Why Is It Harder to Rotate A Rod with a Mass in the Center?

[sagebum]

Homework Statement

Which is harder to rotate?
A rod with a mass (m1) in the center, or a rod with two masses (m2)at the ends.
Assume mass m1 = 2*m2, so the total masses of rod+masses are equal.
I am rotating the masses at the center.

My professor said that the one with the mass in the center is harder to rotate, but I don't understand how he explained it.
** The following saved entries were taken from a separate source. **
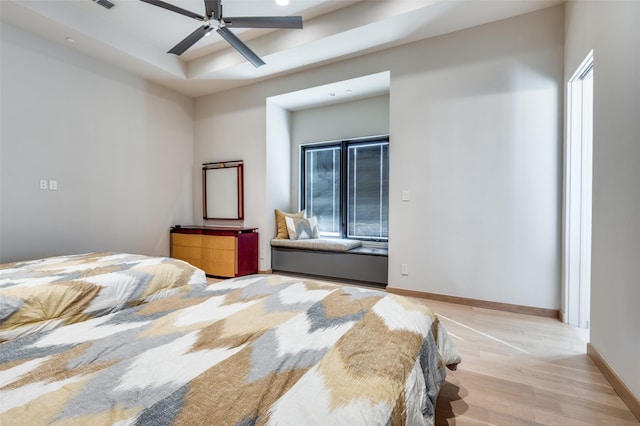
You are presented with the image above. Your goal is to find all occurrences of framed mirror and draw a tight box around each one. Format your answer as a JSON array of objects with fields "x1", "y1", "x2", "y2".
[{"x1": 203, "y1": 161, "x2": 244, "y2": 220}]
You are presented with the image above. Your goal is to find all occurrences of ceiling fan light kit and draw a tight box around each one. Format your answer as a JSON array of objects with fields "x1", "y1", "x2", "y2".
[{"x1": 140, "y1": 0, "x2": 303, "y2": 67}]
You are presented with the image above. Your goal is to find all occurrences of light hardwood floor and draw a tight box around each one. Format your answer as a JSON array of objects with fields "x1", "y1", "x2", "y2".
[{"x1": 422, "y1": 298, "x2": 639, "y2": 425}]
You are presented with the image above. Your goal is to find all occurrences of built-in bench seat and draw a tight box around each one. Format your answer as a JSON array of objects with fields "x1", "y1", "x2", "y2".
[
  {"x1": 270, "y1": 238, "x2": 388, "y2": 287},
  {"x1": 270, "y1": 238, "x2": 362, "y2": 252}
]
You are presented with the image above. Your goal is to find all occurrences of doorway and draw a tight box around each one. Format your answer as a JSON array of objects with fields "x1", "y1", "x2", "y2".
[{"x1": 564, "y1": 51, "x2": 593, "y2": 329}]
I actually thought the one with the mass in the center was easier to rotate.

Can someone explain why the one with the mass in the center is harder to rotate?
Is it because if we were to rotate each to the same angular velocity, it would take more work to get the first rod to that angular velocity?

Relevant equations.
I think I'd use Kr = I $$\omega^{2}$$
and if they go up to the same angular velocities, it requires more work?
It doesn't seem right, because if the I of the first rod is lower, so the Kr would be lower, so that means the work required to get it to that speed was lower?
I don't see why the one with the mass in the center is easier to rotate.

 

[mjsd]

assuming that you are rotating about an axis that goes thru the center then it would harder to rotate the m2 case because it has larger moment of inertia. unless i have misunderstood the setup.
torque = moment of inertia x angular acceleration
you may have mis-heard your prof.. or there are something else in the system?

 

[Shooting Star]

Homework Statement

Can someone explain why the one with the mass in the center is harder to rotate?
Is it because if we were to rotate each to the same angular velocity, it would take more work to get the first rod to that angular velocity?

It wouldn't take any energy to rotate the rod with m1 in the centre, because the velo of the point mass at the centre would be zero.

Perhaps you misunderstood your professor, as mjsd says?

 

[sagebum]

Yeah, I thought what u said was the answer too, I'll have to ask my professor again, maybe i switched up what he said.

Thanks for helping